Total campaign scope across both registries: 448 artifacts. 411 npm. 37 PyPI. The distinction between 'npm supply chain problem' and 'PyPI supply chain problem' ceased to exist. It was now a package registry problem.

448
Total Shai-Hulud artifacts (all ecosystems)
411 npm + 37 PyPI. Source: Socket.dev Hades analysis, June 7, 2026.

9 Days, 4 Attack Surfaces, 0 Effective Defenses

Registry preinstall hooks → Phantom Gyp binding files → IDE configuration poisoning → cross-ecosystem PyPI wheels. Each escalation arrived faster than the defense against the previous one could be deployed. SLSA provenance was forged on Day 1. Lifecycle script scanners were bypassed on Day 3. Package registry monitoring was irrelevant on Day 5. npm-specific defenses were useless on Day 7.

The worm source code has been public since May 12, when TeamPCP released the fully weaponized Mini Shai-Hulud toolkit. Anyone can build one. Seven days after the source release, 639 malicious versions were published across 323 packages in a single hour — the largest single-hour attack in npm history. The worm is open source. The evasion techniques are documented. The next operator doesn't need to be as skilled as the first.

What This Means for Every Framework

If your stack touches npm: you were exposed on Day 1. React, Next.js, Angular, Vue, Nuxt, Astro, SvelteKit — all depend on npm install.
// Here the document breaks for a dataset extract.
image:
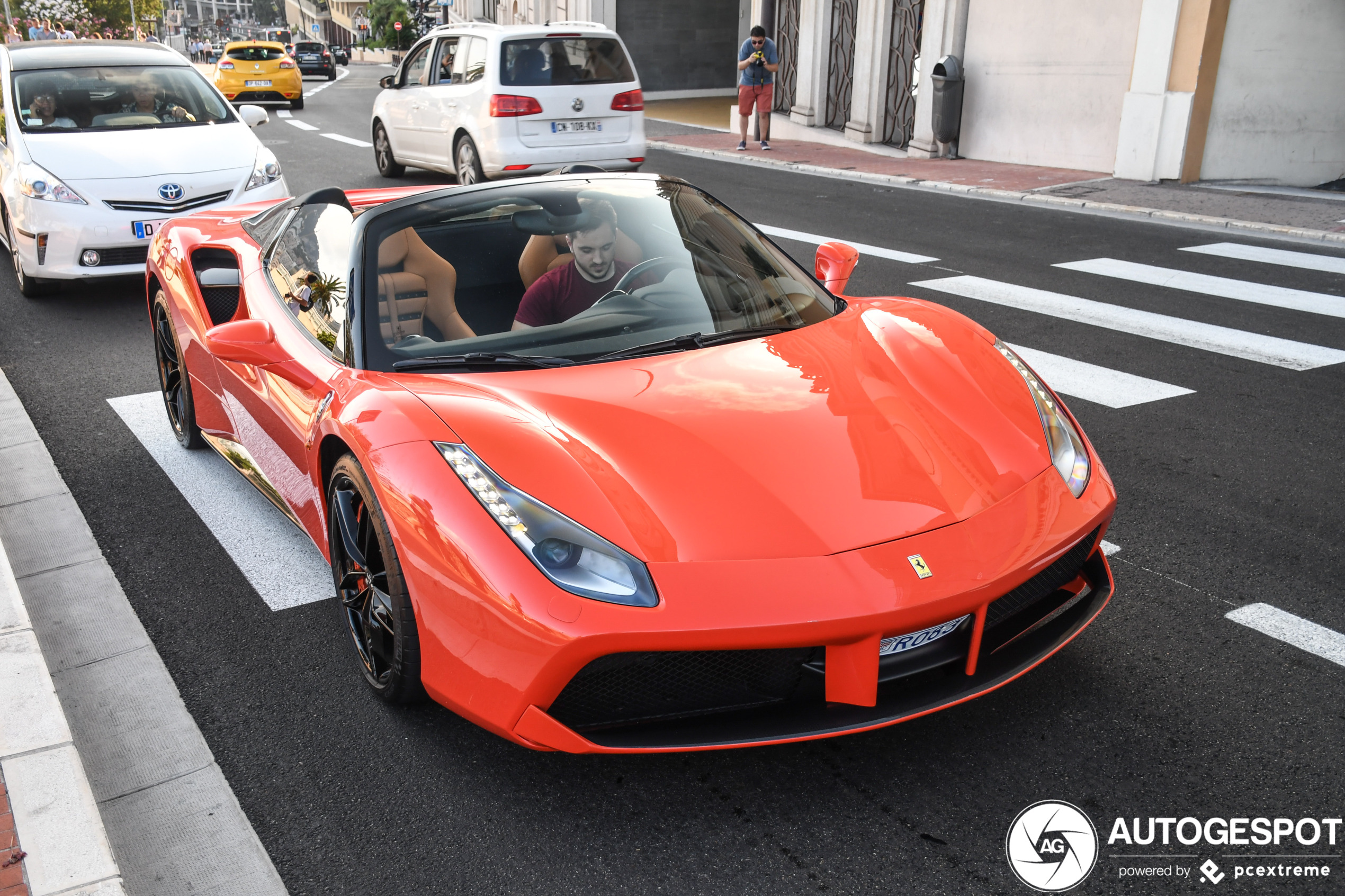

If your stack touches PyPI: you were exposed on Day 7. Django, Flask, FastAPI — all depend on pip install. If your developers use AI coding agents: you were exposed on Day 5. Claude Code, Cursor, Gemini CLI — all execute project configs on open.

Hugo — compiled Go binary, no npm, no pip, no MCP project configs — was exposed on zero of the nine days. The framework with no supply chain is the framework with no supply chain attack surface. In June 2026, that's not a theoretical advantage. It's the only framework category that didn't have a bad week.